Say what you want about how contrived and predictable The Proposal is, at the very least, Sandra Bullock’s character recognizes her own limitations and grows by the end of the movie. Like Verona in Away We Go, Margaret in The Proposal longs for a family, but she doesn’t know it. An event happens that takes her on a journey where she has to come to terms with her desire for a home. But in the end, she realizes that marriage is serious and stable family relationships are based on trust and self-sacrifice and commitment. True, the diaglogue is not nearly as clever or punchy, but the leads there are pretty charming. I’m not saying it’s a better movie, but at least it bothers to tell a story, albeit one we’ve all seen before.

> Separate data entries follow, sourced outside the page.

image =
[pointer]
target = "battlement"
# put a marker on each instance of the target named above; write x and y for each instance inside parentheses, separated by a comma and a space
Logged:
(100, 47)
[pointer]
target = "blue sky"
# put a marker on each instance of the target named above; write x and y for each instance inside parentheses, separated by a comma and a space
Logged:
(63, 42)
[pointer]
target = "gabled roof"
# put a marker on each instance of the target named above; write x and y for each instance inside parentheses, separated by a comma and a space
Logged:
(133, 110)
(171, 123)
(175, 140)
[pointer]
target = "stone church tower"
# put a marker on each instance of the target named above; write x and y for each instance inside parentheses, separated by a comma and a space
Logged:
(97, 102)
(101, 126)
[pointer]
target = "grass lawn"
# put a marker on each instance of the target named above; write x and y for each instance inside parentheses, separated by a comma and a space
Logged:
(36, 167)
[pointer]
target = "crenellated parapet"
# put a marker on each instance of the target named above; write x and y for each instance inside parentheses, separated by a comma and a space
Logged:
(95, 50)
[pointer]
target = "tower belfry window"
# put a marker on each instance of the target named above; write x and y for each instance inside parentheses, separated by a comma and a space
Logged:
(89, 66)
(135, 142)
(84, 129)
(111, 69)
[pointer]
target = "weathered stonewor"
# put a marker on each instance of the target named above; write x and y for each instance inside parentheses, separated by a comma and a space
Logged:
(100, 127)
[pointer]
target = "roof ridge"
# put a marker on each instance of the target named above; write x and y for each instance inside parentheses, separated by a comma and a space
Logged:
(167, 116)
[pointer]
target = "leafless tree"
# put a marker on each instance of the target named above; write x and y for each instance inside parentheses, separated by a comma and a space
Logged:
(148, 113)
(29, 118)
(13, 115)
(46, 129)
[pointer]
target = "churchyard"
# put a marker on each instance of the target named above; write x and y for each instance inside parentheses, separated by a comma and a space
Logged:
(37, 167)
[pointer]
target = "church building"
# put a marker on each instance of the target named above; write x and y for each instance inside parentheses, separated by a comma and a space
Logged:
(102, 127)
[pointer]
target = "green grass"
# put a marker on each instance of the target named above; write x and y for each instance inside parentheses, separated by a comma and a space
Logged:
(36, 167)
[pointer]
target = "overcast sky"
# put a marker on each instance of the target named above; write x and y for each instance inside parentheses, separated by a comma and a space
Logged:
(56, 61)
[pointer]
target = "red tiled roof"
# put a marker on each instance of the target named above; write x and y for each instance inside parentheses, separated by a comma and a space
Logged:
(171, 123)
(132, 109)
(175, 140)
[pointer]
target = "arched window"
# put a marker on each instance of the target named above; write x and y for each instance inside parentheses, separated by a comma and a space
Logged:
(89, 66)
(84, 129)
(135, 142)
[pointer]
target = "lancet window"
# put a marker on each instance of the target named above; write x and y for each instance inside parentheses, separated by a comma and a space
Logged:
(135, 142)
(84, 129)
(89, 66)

Of course this could all be my problem, as I mentioned above. There was no way to seamlessly put a wedding into Away We Go without it having too Hollywood of an ending. And maybe I was thinking this was more of a romantic comedy than the dramedy it was intended to be. I mean this is pre-baby. It’s not like this was supposed to be The Squid and the Whale or The Royal Tenenbaums. So, as Dave Eggers himself might say, feel free to disregard all the parts about marriage and read only the stuff about punchy dialogue and the performances by John Krasinski and Maya Rudolph. Away We Go is this year’s Little Miss Sunshine, a charming and funny tale with great actors and funny dialogue about characters that take a journey and go absolutely nowhere.

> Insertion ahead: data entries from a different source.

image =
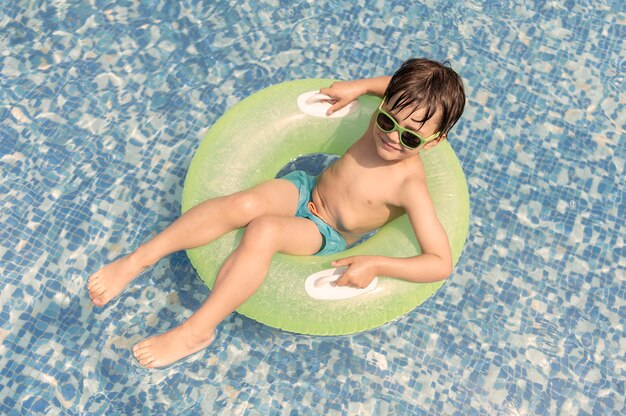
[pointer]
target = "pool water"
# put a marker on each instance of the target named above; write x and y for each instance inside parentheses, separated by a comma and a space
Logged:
(103, 104)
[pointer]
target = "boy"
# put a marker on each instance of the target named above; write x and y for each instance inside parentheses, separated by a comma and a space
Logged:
(379, 178)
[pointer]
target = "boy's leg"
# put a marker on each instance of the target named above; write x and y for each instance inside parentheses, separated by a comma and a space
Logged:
(239, 277)
(200, 225)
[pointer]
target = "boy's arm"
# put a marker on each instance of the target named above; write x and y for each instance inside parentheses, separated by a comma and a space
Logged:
(344, 92)
(435, 262)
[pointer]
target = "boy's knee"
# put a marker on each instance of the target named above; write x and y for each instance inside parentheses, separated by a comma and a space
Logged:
(247, 204)
(261, 233)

I’m glad that the Disney-Rousseau piece resonated with you, R. J. I decided to make a separate article of these comments, so that more readers will see it.
I will try to write more about Rousseau in coming weeks so that more people will feel comfortable in making that connection to contemporary cultural products. The destruction of Rousseauism is an essential part of the process of restoring sense to the Western mind–assuming that it’s not already too late for that.
I figured you’d dig that. I even thought of your essay on Disney and Rousseau while I was writing it. Of course, I’m not as much of a scholar as yourself on Rousseau, so I didn’t want to risk overreaching by making the connection.
R. J., this is an absolutely brilliant review. Throughout your critique you have captured the little secret behind these seemingly raffish, charming, shaggy-dog tales. They have a message, and it is a very bad one.
To wit, they express the philosophy of Jean-Jacques Rousseau, which, with Marxism, is the foundation for the modern statist perversion of liberalism.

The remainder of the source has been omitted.